The DCCT was a landmark study which tested whether the complications of diabetes were related to elevations in blood glucose. Two groups of patients were followed -- a conventional-treatment (also called standard treatment) group and an intensive-therapy group. The conventional-treatment group rceived insulin injections twice a day and gluocse monitoring to prevent severe increases in sugars. The intensive-therapy group recieved mutiple injections of insulin or were on the insulin pump. This group monitored their sugars wth a goal to obtain as near normal sugars as possible. That study showed that there was a 60% reduction in complications of diabetes in the intensive-therapy group.
In this study, which followed the groups another eight years after completion of the DCCT, researchers wanted to see the long-term effect of intensive therapy on kidney function. During this part of the follow-up the blood glucose levels were no longer substantially different between the two original treatment groups.
They found that about twice as many new cases of microalbuminuria (small amounts of protein in the urine, an early sign of kidney damage) occurred in the group originally designed to follow conventional treatment compared with those who originally received intensive treatment (16% vs. 7%).

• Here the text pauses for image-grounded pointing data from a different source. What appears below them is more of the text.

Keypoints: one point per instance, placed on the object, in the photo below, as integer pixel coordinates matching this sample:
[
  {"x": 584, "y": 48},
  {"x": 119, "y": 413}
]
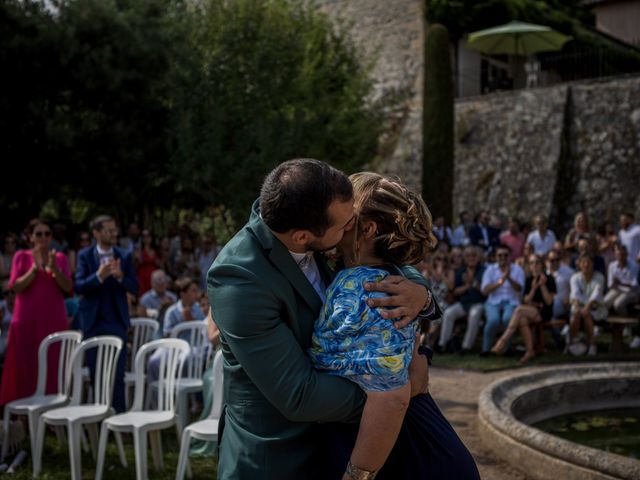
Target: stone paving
[{"x": 456, "y": 392}]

Eight years later, those originally assigned to the intensive-therapy group in the DCCT had the same 60% reduced risk of kidney complications.
The study also showed that fewer cases of high blood pressure were reported eight years after intensive treatment compared with conventional therapy (30% vs. 40%), and fewer patients that received intensive type 1 diabetes treatment required dialysis or a kidney transplant.
Researchers say it's the first time a study has demonstrated clear benefits of intensive-diabetes treatment on the development of high blood pressure, which also bodes well for reducing the risk of other long-term complications commonly associated with diabetes.
"The current results affirm that intensive treatment of type 1 diabetes should be initiated as early as is safely possible in order to provide strong and durable protection from the development and progression of diabetic [heart] disease," write the authors. "The protection initiated by intensive treatment appears to outlast the intensive treatment itself, although the duration of the effect remains to be seen."